The business value of investments in data and AI is measured within Hearst in several ways. “One of the principles I’ve held onto since the beginning of my career is that usage is the clearest signal of value. It’s a form of market fit,” Hogue said. “We closely track adoption and are disciplined about stopping work when usage stagnates. This is where our operating model adopts a product mindset.” She continued, “Furthermore, we map our work to core business outcomes such as subscription growth, retention, ad performance, and revenue that is influenced by data-driven features.”

Hearst monitors and measures data enablement, specifically how teams can effectively access and use data. This can be seen in the speed of decision-making and experimentation, or the reduction of redundancy. “We measure durability, whether we are building assets that can be reused and scaled across the organization. We aim to compound investments, address multiple use cases, and drive long-term value,” adds Hogue.
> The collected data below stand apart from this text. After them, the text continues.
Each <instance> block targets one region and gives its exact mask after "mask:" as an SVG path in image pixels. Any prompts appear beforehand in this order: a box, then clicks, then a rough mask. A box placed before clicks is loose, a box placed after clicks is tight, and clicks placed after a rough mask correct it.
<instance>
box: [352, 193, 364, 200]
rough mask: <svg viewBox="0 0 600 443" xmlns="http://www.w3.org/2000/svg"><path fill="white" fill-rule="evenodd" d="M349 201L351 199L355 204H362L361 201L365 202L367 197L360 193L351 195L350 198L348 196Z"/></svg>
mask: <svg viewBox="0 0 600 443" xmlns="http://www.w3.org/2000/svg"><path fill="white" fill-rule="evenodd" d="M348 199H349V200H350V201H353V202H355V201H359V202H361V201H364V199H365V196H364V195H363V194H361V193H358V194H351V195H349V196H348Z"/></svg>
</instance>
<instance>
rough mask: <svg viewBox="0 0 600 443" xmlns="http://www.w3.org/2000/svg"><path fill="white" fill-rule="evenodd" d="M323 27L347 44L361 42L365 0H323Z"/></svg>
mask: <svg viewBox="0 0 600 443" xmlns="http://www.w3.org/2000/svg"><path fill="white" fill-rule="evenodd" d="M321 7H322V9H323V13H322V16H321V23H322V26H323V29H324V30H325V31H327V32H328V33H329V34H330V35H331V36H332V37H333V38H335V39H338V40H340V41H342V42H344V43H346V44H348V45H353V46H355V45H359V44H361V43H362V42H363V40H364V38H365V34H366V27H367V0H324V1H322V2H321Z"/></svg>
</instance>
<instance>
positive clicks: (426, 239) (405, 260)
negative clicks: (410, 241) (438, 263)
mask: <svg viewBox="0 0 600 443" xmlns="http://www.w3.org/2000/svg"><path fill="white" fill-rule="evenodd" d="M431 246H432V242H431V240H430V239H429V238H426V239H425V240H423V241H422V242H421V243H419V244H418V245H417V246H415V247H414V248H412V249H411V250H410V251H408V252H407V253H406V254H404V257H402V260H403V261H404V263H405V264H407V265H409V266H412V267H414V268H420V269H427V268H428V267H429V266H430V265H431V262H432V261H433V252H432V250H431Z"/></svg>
Prepare for the future of AI with Hearst

Leadership from the top of the company is key to building a committed data and AI business culture across Hearst’s organization. “One of the strengths of our culture is that individuals across departments can develop these capabilities,” Hogue commented. “It’s powerful to see AI expertise coming from different parts of the organization, and the conversation is moving from ‘Do you have the data?'” she continues. “Can we leverage it effectively?” This reflects a more mature operating model. ”

“There is strong agreement across our leadership that data and AI are not side initiatives; they are core to how we operate our business,” Hogue concluded. “Hearst’s leadership, supported by the right tools, resources and expertise, has created the conditions for experimentation and skill development. In this age of AI and data, we feel we are not just looking forward, we are building forward.”